- Developer: Keybol
- Publisher: Bulkypix
- Platforms: Windows, iOS, Android
- Release: WW: 2012;
- Genre: Puzzle-platform
- Mode: Single-player

= Pretentious Game =

2012 video game

Pretentious Game is a puzzle-platform game designed by independent Filipino studio Keybol. It is a satirical take on puzzle games in which poetic hints guide players to unite two lovers. The first chapter was written for Ludum Dare's 2012 game jam, and the series of five chapters was subsequently released for PC and mobile devices.

== Gameplay ==
Players lead a blue square to his love, a pink square. Hints in the form of poetry describe their story and guide players through the puzzles.

== Development ==
Pretentious Game was written for Ludum Dare's 2012 game jam. After an unrelated Flash game, I Saw Her Standing There, received positive reviews, a fellow game developer called it pretentious. Inspired by both that game and the comment, Bari Silvestre made his own game that followed what he believed to be the rules for pretentious video games: minimal graphics, a love story, narrative text, and dramatic music. Silvestre described it as having been "made to mock the art games".

== Reception ==
The game shares similarities with Thomas Was Alone, and some people perceived it as a parody of that game. Silvestre said the similarities were coincidental. Reviewing the PC version, Jenni Lada of Technology Tell wrote, "It's nowhere near as good as Thomas Was Alone, but is charmingly reminiscent." Metacritic, a review aggregator, rated the iOS version 77/100 based on four reviews.

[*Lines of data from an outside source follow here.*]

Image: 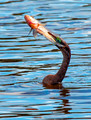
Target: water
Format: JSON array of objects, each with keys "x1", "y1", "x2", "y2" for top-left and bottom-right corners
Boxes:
[{"x1": 0, "y1": 0, "x2": 91, "y2": 119}]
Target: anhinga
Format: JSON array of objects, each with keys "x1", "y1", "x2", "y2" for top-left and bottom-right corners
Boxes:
[{"x1": 24, "y1": 15, "x2": 71, "y2": 86}]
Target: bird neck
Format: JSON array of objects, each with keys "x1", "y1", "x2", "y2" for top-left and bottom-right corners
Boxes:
[{"x1": 56, "y1": 46, "x2": 71, "y2": 82}]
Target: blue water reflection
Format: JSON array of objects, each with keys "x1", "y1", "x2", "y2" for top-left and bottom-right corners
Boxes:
[{"x1": 0, "y1": 0, "x2": 91, "y2": 119}]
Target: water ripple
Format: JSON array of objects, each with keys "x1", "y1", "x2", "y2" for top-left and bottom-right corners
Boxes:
[{"x1": 0, "y1": 0, "x2": 91, "y2": 119}]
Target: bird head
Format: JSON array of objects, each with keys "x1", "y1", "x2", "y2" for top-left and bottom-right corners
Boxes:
[{"x1": 48, "y1": 32, "x2": 71, "y2": 57}]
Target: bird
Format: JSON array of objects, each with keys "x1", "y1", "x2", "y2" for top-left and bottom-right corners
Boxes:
[
  {"x1": 42, "y1": 32, "x2": 71, "y2": 86},
  {"x1": 24, "y1": 15, "x2": 71, "y2": 86}
]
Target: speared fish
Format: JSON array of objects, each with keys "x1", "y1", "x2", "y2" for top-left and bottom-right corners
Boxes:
[
  {"x1": 25, "y1": 15, "x2": 45, "y2": 38},
  {"x1": 24, "y1": 15, "x2": 63, "y2": 46}
]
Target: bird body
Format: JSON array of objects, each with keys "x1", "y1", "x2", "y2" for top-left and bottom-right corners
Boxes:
[
  {"x1": 24, "y1": 15, "x2": 71, "y2": 86},
  {"x1": 43, "y1": 37, "x2": 71, "y2": 85}
]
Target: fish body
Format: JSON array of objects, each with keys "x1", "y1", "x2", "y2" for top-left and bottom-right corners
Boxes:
[
  {"x1": 24, "y1": 15, "x2": 40, "y2": 29},
  {"x1": 24, "y1": 15, "x2": 63, "y2": 46}
]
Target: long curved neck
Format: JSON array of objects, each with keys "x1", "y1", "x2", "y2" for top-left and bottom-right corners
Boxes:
[{"x1": 56, "y1": 46, "x2": 71, "y2": 82}]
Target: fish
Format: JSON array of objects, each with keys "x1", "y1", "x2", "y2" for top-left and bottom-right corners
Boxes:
[
  {"x1": 24, "y1": 15, "x2": 45, "y2": 38},
  {"x1": 24, "y1": 15, "x2": 62, "y2": 46}
]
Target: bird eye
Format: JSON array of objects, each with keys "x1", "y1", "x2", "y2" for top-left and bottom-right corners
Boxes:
[{"x1": 56, "y1": 37, "x2": 62, "y2": 43}]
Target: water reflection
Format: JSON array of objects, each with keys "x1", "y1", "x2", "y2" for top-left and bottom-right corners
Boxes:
[
  {"x1": 0, "y1": 83, "x2": 71, "y2": 119},
  {"x1": 0, "y1": 0, "x2": 91, "y2": 119},
  {"x1": 44, "y1": 84, "x2": 71, "y2": 115}
]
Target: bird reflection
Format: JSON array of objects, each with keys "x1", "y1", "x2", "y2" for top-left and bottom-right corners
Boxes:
[{"x1": 43, "y1": 83, "x2": 72, "y2": 115}]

Grant Howitt of Pocket Gamer rated the iPad version 8/10 stars and wrote, "It's very clever on a lot of different levels – narrative, gameplay, challenge – and it deserves your attention." Also reviewing the iOS version, Jeffrey deMelo of TouchArcade rated it 4/5 stars and wrote, "There's something for a specific type of gamer here, one who enjoys something a tad different and ... well, pretentious." Writing at 148apps.com, Lucy Ingram rated it 3.5/5 stars and wrote, "Concealing a deeper meaning, Pretentious Game is an enjoyable platformer with a touching message."

== Legacy ==
In May 2016, Keybol released a spinoff to the original Pretentious Game called Another Pretentious Game. In Another Pretentious Game, there are 25 levels in which instead of moving a square, you draw lines to connect multiple circles.